La posture «prestataire» est plus conciliante (et plus sûre pour prolonger les missions !). Mais si à force d’être conciliante elle ne fait que reproduire les schémas existants, alors elle n’aura plus rien ni d’agile ni de transformante. Elle est aussi, pour les coachs-consultants qui la pratique une impasse à toute forme d’apprentissage, d’expérimentation, en attendant la venue de la “prochaine mode managériale”. Elle vient aussi rapidement percuter les valeurs de transparence et de courage qui sont à la base d’interactions saines.

La posture en demi-teinte nécessite un ancrage innovant par rapport à la pratique traditionnelle des métiers de conseil.

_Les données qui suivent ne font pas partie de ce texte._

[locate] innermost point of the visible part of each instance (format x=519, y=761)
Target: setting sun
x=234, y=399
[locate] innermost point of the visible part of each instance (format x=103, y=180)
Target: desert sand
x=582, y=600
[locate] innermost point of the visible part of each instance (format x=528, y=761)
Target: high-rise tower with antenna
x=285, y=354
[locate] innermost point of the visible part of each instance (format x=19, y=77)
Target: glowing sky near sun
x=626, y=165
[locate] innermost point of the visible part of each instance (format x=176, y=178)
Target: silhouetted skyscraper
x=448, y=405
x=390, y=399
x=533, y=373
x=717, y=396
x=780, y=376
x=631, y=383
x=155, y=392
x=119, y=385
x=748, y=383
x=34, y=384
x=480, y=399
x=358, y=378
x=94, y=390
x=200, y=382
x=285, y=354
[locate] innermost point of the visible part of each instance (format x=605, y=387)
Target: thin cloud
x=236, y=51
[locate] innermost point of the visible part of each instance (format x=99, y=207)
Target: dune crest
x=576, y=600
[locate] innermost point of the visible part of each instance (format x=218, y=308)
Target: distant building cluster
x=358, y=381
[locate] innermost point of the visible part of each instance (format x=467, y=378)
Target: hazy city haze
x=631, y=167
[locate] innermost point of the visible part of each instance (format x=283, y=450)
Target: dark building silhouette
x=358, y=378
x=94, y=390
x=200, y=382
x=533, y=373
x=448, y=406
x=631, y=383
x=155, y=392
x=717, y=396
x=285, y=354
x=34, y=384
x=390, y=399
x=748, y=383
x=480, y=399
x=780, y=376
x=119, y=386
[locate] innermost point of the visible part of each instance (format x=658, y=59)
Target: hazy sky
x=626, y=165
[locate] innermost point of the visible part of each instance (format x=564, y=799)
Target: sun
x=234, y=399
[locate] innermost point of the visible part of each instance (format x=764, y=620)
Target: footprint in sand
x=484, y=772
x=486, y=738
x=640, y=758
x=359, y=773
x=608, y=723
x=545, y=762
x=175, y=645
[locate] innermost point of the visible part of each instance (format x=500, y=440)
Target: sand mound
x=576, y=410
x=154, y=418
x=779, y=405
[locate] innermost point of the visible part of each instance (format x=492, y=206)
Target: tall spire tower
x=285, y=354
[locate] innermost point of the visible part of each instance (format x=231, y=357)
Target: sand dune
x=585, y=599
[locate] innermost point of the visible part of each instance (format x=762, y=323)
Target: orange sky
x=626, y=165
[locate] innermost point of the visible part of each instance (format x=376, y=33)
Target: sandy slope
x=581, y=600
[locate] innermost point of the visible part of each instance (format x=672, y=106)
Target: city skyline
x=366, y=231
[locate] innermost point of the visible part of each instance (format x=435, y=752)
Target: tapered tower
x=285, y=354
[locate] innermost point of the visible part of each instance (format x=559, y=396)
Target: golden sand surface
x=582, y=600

À la fois elle tient compte du réel (le fameux structure, interactions et culture des sociologues de l’entreprise) et, dans le même temps elle saisit chaque occasion possible pour tordre et de supprimer les pratiques sclérosantes héritées de l’organisation, pour les remplacer par des systèmes simplifiés, qui produisent plus de valeur que de reporting. Dans cette posture, chaque identification d’une pratique qui crée du gâchis, notamment organisationnel, et la mise en place d’une contre-pratique devient aussi une occasion de TESTER quelque chose de différent.

 

 

Le pilotage en eaux troubles ; une réalité au coeur du mandat de coach agile qui pose des questions éthiques

Nombre de coachs agiles qui font de l’accompagnement de transformation auprès des équipes se retrouvent donc à naviguer à la jonction des courants, dans des lieux marginaux sécants entre les pratiques d’un Ancien Monde et d’un monde en invention, dans des zones grises où l’envie de changer est présente, mais en gardant en fonctionnement le legacy des réflexes managériaux du passé.

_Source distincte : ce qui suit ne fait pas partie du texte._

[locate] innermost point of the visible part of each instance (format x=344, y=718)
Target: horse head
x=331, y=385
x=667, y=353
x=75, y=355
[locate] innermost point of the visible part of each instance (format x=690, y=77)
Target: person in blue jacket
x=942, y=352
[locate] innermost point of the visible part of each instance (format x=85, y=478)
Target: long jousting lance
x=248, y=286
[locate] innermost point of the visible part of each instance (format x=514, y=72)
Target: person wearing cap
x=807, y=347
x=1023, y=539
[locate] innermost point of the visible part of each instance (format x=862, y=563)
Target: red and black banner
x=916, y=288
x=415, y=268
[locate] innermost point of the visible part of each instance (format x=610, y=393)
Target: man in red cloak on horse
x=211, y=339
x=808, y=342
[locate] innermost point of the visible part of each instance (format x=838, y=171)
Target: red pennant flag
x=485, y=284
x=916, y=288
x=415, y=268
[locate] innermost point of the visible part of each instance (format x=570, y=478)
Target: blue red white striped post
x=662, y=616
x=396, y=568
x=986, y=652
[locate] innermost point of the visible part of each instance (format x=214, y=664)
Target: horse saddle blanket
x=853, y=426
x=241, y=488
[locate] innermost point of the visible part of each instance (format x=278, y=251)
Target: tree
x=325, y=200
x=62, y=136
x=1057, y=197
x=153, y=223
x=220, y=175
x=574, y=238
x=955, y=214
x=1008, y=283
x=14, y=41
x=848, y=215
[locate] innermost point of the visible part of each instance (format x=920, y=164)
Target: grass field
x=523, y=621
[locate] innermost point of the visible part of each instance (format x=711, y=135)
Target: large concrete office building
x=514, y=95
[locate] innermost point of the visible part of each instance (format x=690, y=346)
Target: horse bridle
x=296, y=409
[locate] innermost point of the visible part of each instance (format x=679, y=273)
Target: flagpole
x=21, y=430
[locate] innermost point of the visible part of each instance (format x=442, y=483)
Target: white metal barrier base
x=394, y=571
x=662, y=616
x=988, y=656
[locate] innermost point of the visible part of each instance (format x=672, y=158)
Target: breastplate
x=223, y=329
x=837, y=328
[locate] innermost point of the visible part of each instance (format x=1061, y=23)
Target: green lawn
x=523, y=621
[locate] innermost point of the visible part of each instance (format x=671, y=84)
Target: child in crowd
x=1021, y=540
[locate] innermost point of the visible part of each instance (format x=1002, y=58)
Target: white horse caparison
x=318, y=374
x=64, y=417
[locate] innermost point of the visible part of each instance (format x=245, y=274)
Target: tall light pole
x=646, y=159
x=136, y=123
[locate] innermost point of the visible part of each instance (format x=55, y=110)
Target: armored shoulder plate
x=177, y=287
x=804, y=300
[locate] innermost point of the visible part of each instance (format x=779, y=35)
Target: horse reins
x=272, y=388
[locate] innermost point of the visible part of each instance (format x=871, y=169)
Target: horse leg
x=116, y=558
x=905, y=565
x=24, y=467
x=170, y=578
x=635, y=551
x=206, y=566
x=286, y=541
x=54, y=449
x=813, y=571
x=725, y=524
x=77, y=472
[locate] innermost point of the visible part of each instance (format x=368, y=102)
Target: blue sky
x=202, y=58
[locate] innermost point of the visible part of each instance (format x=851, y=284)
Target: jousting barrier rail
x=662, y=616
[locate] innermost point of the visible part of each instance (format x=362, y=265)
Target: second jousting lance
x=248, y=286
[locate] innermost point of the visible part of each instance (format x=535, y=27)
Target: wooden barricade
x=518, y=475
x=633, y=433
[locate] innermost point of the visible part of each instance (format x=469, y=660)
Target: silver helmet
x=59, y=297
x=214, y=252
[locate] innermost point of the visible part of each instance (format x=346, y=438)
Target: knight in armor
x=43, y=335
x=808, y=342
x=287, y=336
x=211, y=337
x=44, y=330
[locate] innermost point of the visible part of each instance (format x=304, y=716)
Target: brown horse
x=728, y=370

Il y aurait-il des conditions d’interventions qui permettraient au coach agile d’évoluer dans ces eaux troubles sans risquer de se briser son embarcation sur les récifs ?

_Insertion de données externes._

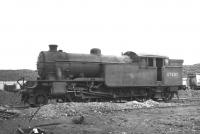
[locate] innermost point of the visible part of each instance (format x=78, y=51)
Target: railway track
x=7, y=115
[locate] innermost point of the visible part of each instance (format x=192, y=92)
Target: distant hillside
x=13, y=75
x=191, y=69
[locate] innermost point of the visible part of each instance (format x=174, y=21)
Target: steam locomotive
x=96, y=77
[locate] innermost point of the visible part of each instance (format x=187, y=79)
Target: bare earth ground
x=110, y=118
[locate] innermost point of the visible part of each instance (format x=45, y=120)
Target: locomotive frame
x=94, y=77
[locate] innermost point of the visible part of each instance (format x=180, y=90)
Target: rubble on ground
x=74, y=109
x=9, y=98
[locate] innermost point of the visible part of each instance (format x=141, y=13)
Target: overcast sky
x=164, y=27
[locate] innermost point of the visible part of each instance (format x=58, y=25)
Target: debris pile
x=9, y=98
x=189, y=93
x=74, y=109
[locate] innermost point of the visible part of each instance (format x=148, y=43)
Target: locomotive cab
x=155, y=62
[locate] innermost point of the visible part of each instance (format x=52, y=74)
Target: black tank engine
x=96, y=77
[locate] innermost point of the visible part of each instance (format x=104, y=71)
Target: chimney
x=53, y=47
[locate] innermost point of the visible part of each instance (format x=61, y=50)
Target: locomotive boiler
x=96, y=77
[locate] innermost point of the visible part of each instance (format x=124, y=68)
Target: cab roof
x=153, y=56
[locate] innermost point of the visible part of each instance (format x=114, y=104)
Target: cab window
x=150, y=62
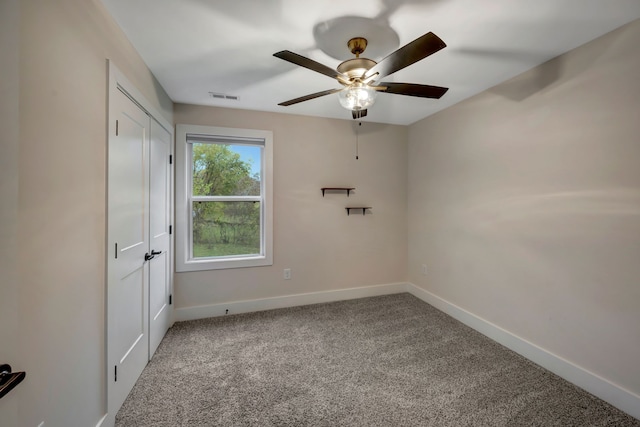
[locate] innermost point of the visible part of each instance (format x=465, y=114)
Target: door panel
x=128, y=224
x=160, y=239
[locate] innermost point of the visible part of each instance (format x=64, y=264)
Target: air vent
x=216, y=95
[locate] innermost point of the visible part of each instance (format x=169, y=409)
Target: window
x=223, y=193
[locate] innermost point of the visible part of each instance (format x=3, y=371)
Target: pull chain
x=359, y=124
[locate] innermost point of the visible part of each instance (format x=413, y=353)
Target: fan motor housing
x=356, y=67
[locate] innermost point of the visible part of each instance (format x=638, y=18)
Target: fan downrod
x=357, y=45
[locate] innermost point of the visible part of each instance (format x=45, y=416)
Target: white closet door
x=160, y=240
x=128, y=271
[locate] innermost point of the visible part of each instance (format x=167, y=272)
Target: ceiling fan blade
x=305, y=62
x=408, y=54
x=410, y=89
x=308, y=97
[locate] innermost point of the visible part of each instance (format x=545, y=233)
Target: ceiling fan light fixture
x=357, y=96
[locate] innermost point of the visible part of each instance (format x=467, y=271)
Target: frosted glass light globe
x=357, y=96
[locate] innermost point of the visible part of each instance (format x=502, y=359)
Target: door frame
x=118, y=82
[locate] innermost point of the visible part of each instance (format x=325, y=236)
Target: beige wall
x=524, y=202
x=9, y=93
x=64, y=45
x=325, y=248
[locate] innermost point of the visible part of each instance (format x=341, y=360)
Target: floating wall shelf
x=364, y=209
x=347, y=189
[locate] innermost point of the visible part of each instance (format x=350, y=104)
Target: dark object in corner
x=8, y=379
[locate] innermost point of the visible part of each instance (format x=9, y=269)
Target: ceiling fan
x=361, y=76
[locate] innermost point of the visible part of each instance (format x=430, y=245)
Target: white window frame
x=184, y=261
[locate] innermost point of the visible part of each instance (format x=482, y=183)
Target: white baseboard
x=237, y=307
x=103, y=419
x=617, y=396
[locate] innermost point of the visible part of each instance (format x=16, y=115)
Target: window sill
x=222, y=264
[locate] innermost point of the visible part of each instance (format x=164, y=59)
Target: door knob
x=149, y=256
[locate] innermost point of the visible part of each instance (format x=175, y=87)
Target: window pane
x=226, y=169
x=226, y=228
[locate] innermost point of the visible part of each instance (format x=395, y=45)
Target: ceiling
x=226, y=47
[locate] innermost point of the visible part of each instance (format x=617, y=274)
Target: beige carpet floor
x=381, y=361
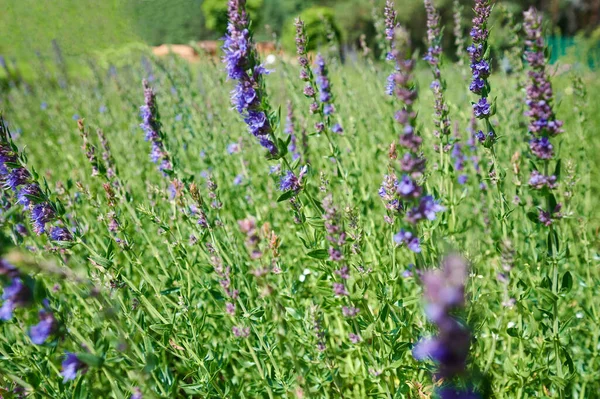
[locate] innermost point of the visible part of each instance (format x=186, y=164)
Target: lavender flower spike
x=405, y=196
x=71, y=366
x=434, y=41
x=152, y=127
x=480, y=67
x=543, y=124
x=241, y=63
x=444, y=293
x=390, y=27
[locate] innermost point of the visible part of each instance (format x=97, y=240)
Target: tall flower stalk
x=444, y=291
x=405, y=195
x=459, y=39
x=544, y=126
x=390, y=26
x=15, y=176
x=152, y=127
x=243, y=66
x=483, y=109
x=481, y=69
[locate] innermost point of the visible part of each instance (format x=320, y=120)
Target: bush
x=316, y=30
x=215, y=12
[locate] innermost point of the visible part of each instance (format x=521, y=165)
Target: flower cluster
x=242, y=65
x=71, y=366
x=306, y=74
x=325, y=96
x=543, y=124
x=444, y=292
x=19, y=293
x=459, y=40
x=152, y=127
x=480, y=67
x=406, y=193
x=29, y=194
x=434, y=41
x=390, y=27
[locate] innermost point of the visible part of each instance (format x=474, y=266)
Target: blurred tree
x=215, y=12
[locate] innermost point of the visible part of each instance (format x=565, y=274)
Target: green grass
x=155, y=313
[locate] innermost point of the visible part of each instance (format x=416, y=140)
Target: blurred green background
x=92, y=27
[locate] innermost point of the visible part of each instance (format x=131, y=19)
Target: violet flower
x=434, y=41
x=405, y=196
x=480, y=67
x=152, y=127
x=543, y=124
x=17, y=177
x=390, y=28
x=16, y=294
x=71, y=366
x=242, y=65
x=444, y=291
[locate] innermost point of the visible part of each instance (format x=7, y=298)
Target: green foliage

Je me propose de vous faire quelques propositions (à compléter, bien sûr !).

  • Clarté sur la posture

Le coach agile doit être au clair—a minima— avec lui-même sur sa capacité réelle d’intervention sur le terrain qui lui est proposé, et sur la posture qu’il choisit d’adopter. Prendre conseil auprès de ses collègues, passer par le filtre de la supervision peut être des moyens efficaces pour s’assurer qu’on ne se ment pas à soi-même. Ou aux équipes. Ou au client. Ou aux trois à la fois !

  • Détenir un mandat institutionnel clair (et le respecter)

À quoi bon entamer ateliers, abandon ou modification de process, accompagnements, au-delà du désir exprimé de transformation exprimé par le collectif ? Cette attitude serait dangereuse non seulement pour le coach agile mais aussi pour les personnes et équipes accompagnées. Il peut être d’ailleurs judicieux d’avoir formalisé le contrat de coaching entre le coach agile, l’équipe et le management. (Ce point fera l’objet d’un prochain billet)

  • Comprendre les situations

Comprendre, ou plutôt essayer de comprendre au mieux, les organisations dans lesquelles on évolue est un prérequis de l’intervention… parfois laissé un peu de coté par la dimension prescriptive de certaines approches. L’objectif est-il de « passer en Scrum » (Kanban, Safe, Less…) ou d’utiliser Scrum (Kanban, Safe, Less) comme un cadre pour permettre à un collectif d’acquérir un état d’esprit agile en vue de développer sa capacité d’apprentissage et la valeur délivrée ? Il faut peut-être travailler avec des outils de lecture des organisations pour comprendre les interactions avant de prétendre les“transformer”.

  • Etre transparent dans ses actions d’apprentissage (avant, pendant, après)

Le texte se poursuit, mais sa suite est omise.